Dans la salle, c’est la foire d’empoigne. Les appels à la démission du maire ou de certains de ses adjoints montent de la foule. Louis Thibaudeau en a assez entendu et s’éclipse discrètement. Son regard n’a pas croisé celui du maire. Ce sera pour une autre fois. Il lui faut trouver son chauffeur puisqu’il n’y a plus de pont. Les élus se sont juste mis d’accord sur un point : une réunion d’information publique sera organisée à la fin de la semaine suivante.

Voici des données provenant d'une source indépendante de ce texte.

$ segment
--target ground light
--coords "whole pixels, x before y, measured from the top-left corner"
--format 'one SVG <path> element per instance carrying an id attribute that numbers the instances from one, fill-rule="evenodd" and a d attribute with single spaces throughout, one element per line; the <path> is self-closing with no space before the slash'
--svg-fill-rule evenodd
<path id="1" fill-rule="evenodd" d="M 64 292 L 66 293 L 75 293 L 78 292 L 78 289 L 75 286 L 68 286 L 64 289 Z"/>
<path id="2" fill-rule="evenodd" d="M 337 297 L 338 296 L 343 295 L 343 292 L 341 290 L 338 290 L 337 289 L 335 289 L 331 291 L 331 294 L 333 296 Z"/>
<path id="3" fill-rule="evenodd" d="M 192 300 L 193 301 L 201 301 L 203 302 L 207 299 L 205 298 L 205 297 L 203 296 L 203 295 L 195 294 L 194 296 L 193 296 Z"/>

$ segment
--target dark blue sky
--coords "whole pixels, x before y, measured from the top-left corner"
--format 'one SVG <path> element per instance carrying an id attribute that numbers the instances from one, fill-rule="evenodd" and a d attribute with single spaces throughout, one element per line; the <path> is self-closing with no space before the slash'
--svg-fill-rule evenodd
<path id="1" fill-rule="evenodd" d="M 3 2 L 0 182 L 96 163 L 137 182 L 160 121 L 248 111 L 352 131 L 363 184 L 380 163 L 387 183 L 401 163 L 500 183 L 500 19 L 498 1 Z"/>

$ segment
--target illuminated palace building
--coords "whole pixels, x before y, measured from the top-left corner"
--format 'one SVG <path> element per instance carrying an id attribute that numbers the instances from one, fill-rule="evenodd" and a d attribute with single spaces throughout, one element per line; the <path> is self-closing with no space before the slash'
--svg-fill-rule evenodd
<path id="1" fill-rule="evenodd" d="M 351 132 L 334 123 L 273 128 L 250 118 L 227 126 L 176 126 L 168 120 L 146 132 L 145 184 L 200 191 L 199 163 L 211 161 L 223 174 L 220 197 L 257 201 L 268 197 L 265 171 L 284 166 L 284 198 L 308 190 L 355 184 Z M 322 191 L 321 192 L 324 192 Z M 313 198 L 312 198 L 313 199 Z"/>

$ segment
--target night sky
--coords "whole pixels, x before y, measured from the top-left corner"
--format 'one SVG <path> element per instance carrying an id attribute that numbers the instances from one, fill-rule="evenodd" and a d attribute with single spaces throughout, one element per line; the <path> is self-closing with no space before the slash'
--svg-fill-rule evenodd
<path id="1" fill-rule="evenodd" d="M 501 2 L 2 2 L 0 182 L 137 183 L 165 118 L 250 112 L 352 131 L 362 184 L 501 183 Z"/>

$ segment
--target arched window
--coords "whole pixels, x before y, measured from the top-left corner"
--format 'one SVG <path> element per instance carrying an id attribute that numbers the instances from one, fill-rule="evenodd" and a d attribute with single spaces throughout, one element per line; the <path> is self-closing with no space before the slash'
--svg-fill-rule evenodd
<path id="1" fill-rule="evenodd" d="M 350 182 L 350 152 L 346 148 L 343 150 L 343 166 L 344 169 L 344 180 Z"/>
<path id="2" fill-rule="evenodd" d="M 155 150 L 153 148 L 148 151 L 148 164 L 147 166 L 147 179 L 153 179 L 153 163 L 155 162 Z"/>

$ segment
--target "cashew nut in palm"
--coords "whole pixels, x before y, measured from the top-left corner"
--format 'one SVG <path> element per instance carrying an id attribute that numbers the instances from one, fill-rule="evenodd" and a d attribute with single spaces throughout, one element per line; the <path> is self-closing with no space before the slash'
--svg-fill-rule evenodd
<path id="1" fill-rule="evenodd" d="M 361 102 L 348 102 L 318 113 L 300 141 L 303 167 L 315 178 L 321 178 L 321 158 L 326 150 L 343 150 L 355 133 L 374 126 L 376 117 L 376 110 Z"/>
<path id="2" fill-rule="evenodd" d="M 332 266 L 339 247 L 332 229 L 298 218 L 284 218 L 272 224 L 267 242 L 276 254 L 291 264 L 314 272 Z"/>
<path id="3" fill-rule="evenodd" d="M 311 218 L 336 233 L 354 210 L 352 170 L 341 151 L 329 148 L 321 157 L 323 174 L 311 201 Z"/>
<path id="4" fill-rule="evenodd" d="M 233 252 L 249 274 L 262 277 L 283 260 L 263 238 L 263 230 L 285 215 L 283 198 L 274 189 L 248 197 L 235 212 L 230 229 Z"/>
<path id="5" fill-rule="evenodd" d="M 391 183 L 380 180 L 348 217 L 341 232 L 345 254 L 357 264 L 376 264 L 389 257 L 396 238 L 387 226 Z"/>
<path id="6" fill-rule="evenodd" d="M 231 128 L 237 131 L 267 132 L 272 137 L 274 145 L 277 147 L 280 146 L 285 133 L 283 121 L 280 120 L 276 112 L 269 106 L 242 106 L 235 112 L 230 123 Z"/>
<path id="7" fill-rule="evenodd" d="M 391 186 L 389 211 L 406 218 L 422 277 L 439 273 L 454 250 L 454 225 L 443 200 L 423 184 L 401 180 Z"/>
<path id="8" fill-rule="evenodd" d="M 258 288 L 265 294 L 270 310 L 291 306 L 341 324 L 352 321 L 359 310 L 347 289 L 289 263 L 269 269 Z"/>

Le lundi matin, les titres de la presse locale résument parfaitement la situation. Pour Ouest-France, « La municipalité prend l’eau ». Pour Presse-Océan, « Le conseil malade du pont » et un billet qui raconte « La triste farce ».

– IV –

Lundi 12 novembre 2018

La veille, le commissaire Alexandre Roullin avait satisfait au rituel des cérémonies du 11-Novembre. Sa première sortie officielle dans son nouveau costume bleu marine avec palmes sur la casquette. Habituellement vêtu en jean et blouson de cuir, il n’affectionnait pas cette tenue dont il disait qu’elle était uniquement de représentation. Destinée, certes, à montrer qu’il incarnait la République, tâche qu’il accomplissait, considérait-il, chaque jour, sans avoir à porter cet uniforme qui le privait de sa personnalité.